Surprise your loved ones with scrumptious rabbit dishes using traditional world-famous recipes. One of these is rabbit tied with thread.

Ingredients: 2 lbs rabbit fillets, salt, black pepper, 1 onion head, 3.5 oz dried tomatoes in olive oil, 1 bunch of rosemary, 1 tbsp vegetable broth, 2 tbsp olive oil, 1 tbsp pink dry wine, 6 pieces of bacon, 1 bunch of parsley.

Preparation: Remove the tomatoes from the olive oil and chop them finely. Cut the onion finely as well. Tenderize the rabbit fillets, salt, sprinkle with black pepper and put the tomatoes with onions and chopped parsley on top of them.

Roasted rabbit

Wrap in bacon tightly. Tie with thread, while pressing the rosemary to the meat with it. Place the rabbit tied with thread in an appropriate tray, greased with butter beforehand.

Heat the oven to 320°F (160 ºС). Roast the meat for about 35 min, while periodically pouring wine and broth over it, until fully cooked.

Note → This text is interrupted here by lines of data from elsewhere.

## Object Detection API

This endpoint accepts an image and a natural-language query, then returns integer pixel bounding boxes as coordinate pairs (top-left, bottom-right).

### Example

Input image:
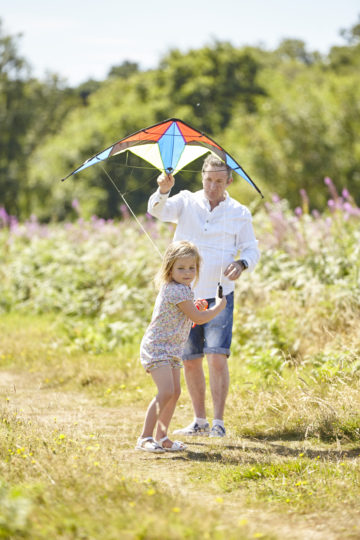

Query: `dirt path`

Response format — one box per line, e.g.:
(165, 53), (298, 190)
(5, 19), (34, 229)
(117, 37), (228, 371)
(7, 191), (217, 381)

(0, 370), (351, 539)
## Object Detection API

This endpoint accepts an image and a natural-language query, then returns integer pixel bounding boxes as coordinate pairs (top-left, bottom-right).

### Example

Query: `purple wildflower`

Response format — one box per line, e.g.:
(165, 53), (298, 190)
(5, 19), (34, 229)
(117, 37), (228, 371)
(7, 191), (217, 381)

(0, 207), (9, 227)
(327, 199), (336, 212)
(324, 177), (339, 200)
(343, 202), (360, 216)
(72, 199), (80, 214)
(299, 188), (309, 214)
(9, 216), (19, 230)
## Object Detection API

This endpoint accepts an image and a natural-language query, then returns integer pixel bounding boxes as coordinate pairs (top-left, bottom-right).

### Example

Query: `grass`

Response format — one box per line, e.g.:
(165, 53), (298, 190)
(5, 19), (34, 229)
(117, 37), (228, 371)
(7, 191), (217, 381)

(1, 313), (360, 539)
(1, 174), (360, 538)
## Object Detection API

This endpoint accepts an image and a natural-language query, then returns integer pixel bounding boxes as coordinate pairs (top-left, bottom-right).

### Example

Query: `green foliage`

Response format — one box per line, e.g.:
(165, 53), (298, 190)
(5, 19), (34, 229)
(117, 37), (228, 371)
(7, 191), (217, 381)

(1, 180), (360, 537)
(107, 60), (139, 79)
(0, 20), (85, 217)
(0, 481), (32, 537)
(225, 66), (360, 208)
(218, 457), (360, 511)
(0, 412), (237, 540)
(1, 187), (359, 369)
(2, 18), (360, 219)
(1, 314), (360, 538)
(159, 41), (265, 133)
(0, 216), (176, 352)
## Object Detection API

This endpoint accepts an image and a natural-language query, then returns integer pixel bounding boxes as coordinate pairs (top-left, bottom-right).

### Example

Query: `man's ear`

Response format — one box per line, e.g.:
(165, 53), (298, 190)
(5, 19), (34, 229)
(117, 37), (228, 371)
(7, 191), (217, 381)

(226, 176), (233, 186)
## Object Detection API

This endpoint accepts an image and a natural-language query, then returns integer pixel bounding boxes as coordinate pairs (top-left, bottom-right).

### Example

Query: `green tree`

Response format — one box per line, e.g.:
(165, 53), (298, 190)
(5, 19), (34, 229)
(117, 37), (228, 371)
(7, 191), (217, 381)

(225, 62), (360, 208)
(159, 41), (265, 134)
(108, 61), (139, 79)
(0, 19), (30, 214)
(274, 38), (319, 65)
(0, 19), (87, 217)
(23, 22), (360, 219)
(328, 18), (360, 71)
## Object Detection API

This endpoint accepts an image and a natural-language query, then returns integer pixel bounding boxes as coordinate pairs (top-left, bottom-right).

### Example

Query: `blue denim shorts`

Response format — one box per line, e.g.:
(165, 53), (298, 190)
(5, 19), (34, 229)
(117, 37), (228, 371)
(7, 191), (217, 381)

(182, 292), (234, 360)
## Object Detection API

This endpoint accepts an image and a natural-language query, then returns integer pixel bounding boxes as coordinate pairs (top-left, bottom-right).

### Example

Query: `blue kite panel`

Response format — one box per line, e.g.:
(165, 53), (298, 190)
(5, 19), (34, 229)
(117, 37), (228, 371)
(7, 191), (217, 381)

(76, 148), (112, 173)
(225, 154), (252, 184)
(158, 122), (185, 172)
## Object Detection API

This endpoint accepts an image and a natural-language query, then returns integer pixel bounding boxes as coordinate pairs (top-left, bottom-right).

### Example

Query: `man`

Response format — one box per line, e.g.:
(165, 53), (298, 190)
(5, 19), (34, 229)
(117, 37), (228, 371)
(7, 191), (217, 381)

(147, 155), (260, 437)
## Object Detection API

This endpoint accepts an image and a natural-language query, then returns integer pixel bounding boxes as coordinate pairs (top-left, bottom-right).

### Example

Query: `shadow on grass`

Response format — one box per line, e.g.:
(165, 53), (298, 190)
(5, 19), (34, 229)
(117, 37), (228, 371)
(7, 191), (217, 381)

(163, 439), (360, 464)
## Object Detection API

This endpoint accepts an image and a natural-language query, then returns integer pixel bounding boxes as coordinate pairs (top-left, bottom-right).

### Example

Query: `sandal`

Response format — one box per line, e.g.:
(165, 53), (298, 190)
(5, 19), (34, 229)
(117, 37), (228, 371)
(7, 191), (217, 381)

Cut the cooked rabbit into slices, arrange in an appropriate plate and garnish with steamed potatoes. Pour the sauce from the roasting over everything.

Stewed rabbit - this is also a delightful dish made by a traditional recipe.

Ingredients: 2 lbs rabbit fillets, 7 oz small champignons, 1 onion head, 1 carrot, 1 clove of garlic, 1 parsley root, 1 tbsp flour, 1 cup meat broth or water, 4/5 cup dry white wine, 2 tbsp butter, 2 tbsp cream, 1 tbsp mustard, 1/2 tsp tarragon, black pepper, salt, paprika.

Rabbit recipes

Preparation: Wash the rabbit meat, dry it and cut it into medium-sized pieces. Combine the salt, black pepper, mustard and tarragon. Rub the meat with this mixture.

Finely cut the onion, garlic, carrot and parsley root. Heat the butter in a pot and fry the meat until golden. Remove from the grease and fry the vegetables in it.

Add the black pepper and flour. Return the meat back to the pot. Pour in the broth or water and then the wine. Cover with a lid and let it cook for 20 min, periodically turning the meat over.

Remove the lid and let it cook for another 10 min. Wash the small champignons, cut them in halves and stew them in butter and cream until the liquid evaporates.

Salt. Place the pieces of meat and mushrooms in a heated serving plate and pour on the strained sauce from stewing. If needed, add some more salt and black pepper.